When not to reach for it:

- Raw creative fiction where non-naturalistic voice is intentional — the 29 patterns are prose patterns, not literary ones
- Short code comments or technical documentation where the AI-pattern concerns simply don't apply
- Text that's already human-written; running the skill on good prose adds noise, not signal
- Very short texts (under 50 words) — the overhead of three passes doesn't pay off at that length

## Install

Copy `SKILL.md` from [blader's repository](https://github.com/blader/humanizer) into `.claude/skills/humanizer/` in your project.

```
.claude/
  skills/
    humanizer/
      SKILL.md
```

No additional config required. The skill activates on: "humanize this," "make this sound human," "de-AI this," "remove AI patterns," or "this sounds like ChatGPT."

To use voice calibration: include a writing sample in the same prompt. "Humanize this text. Here's a sample of my writing for voice matching: [sample]" or point it at a file: "Use my writing style from [file path] as a reference."

## What a session looks like

A typical session on a 400-word blog intro:

1. You paste the text or point at a file and trigger the skill.
2. Claude produces a **draft rewrite** — the text with all 29 patterns addressed. This is faster than it sounds; most AI text hits a predictable subset of patterns (inflated significance, em dashes, rule of three, sycophantic opener).
3. Claude then runs its own audit pass: "What still reads as AI-generated?" It usually catches 2–3 residual tells — often rhythm (too-even sentence lengths) and word-choice clusters (multiple "delve" synonyms in adjacent paragraphs).
4. Claude revises and presents the **final version**, with a brief summary of changes.

If you supplied a writing sample, the rewrite in step 2 targets your voice: your sentence length patterns, your transition style, your punctuation habits. The audit in step 3 checks the match.
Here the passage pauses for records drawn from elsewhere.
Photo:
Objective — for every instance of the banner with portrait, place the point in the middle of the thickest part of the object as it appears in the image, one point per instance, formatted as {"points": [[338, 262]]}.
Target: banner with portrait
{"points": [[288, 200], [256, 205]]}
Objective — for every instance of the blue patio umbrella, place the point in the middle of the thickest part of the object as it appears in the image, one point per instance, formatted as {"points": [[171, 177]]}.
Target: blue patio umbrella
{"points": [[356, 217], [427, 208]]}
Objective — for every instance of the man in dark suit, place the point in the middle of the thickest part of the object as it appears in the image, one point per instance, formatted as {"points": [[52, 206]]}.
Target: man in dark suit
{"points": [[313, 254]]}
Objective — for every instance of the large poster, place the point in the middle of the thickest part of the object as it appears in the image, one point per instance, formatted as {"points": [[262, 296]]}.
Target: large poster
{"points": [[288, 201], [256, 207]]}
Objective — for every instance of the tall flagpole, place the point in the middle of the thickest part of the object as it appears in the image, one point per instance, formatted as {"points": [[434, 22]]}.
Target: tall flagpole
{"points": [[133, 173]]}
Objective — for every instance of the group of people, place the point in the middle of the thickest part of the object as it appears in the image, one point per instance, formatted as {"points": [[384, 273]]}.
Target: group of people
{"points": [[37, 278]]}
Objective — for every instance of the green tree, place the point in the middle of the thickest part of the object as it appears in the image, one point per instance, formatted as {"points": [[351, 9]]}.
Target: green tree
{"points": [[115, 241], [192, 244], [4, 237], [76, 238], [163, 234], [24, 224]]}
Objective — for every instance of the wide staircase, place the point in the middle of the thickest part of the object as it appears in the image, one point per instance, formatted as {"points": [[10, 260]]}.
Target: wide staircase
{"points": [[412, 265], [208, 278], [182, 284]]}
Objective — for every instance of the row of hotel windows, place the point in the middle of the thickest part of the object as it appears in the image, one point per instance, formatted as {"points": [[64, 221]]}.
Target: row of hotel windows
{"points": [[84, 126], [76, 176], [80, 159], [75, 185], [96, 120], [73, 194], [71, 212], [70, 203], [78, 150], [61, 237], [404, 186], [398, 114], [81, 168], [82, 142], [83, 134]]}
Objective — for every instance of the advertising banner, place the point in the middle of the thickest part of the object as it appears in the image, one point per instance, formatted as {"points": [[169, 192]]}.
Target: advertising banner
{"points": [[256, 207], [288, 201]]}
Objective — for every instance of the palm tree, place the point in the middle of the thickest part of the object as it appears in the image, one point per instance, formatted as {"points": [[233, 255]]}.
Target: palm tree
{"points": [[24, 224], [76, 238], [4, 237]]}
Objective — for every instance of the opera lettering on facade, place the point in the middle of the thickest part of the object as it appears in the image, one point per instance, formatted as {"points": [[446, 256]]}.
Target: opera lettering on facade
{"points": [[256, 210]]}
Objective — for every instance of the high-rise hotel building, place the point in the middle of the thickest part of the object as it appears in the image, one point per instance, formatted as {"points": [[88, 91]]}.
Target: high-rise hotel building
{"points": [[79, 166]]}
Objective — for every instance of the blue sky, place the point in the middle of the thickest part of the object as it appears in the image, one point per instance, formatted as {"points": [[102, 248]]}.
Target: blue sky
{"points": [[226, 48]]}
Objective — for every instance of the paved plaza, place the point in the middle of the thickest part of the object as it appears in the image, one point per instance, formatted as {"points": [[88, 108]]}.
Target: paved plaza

The whole pass on a short piece takes one back-and-forth. The self-audit is what separates this from a simple find-and-replace on AI vocabulary words.

## Receipts

Honest assessment of where this skill earns its keep and where it doesn't:

**Where it works well:**
- LinkedIn posts that went through Claude — these tend to hit the rule-of-three, em dash, and promotional-adjective patterns almost every time; a single pass cleans them up substantially
- Blog section intros and "overview" paragraphs, which are where AI text is most pattern-heavy
- Marketing copy with multiple "showcasing," "fostering," or "tapestry" instances — the vocabulary audit catches these fast
- Any text where you can hear "the AI voice" on the first read; that's a signal it's hitting multiple patterns, and the skill handles that well

**Where it backfires:**
- Texts that are already lightly AI-patterned — the skill can over-edit, removing things that were fine
- Very short pieces; the three-pass structure adds overhead that a single light read wouldn't
- Texts where the AI patterns were intentional (e.g., a satirical piece mimicking AI-speak)

**Pattern that works:** run it after you've drafted with Claude, not as a final step on already-human writing. The signal-to-noise ratio is highest when the input is fresh from an LLM. Running it on a text that's been through two rounds of human editing usually produces unnecessary churn.

## Source and attribution

Originally written by [blader](https://github.com/blader). The canonical SKILL.md lives in the [humanizer repository](https://github.com/blader/humanizer).

The skill's 29-pattern framework is based on [Wikipedia's "Signs of AI writing"](https://en.wikipedia.org/wiki/Wikipedia:Signs_of_AI_writing) guide, maintained by WikiProject AI Cleanup. The patterns documented there come from observations across thousands of instances of AI-generated text on Wikipedia — the guide is a living document and the skill version tracks it.

License: MIT. Install, adapt, and redistribute with attribution preserved.

This page documents the skill from a practitioner's perspective. For the formal spec and any updates, defer to the source repo.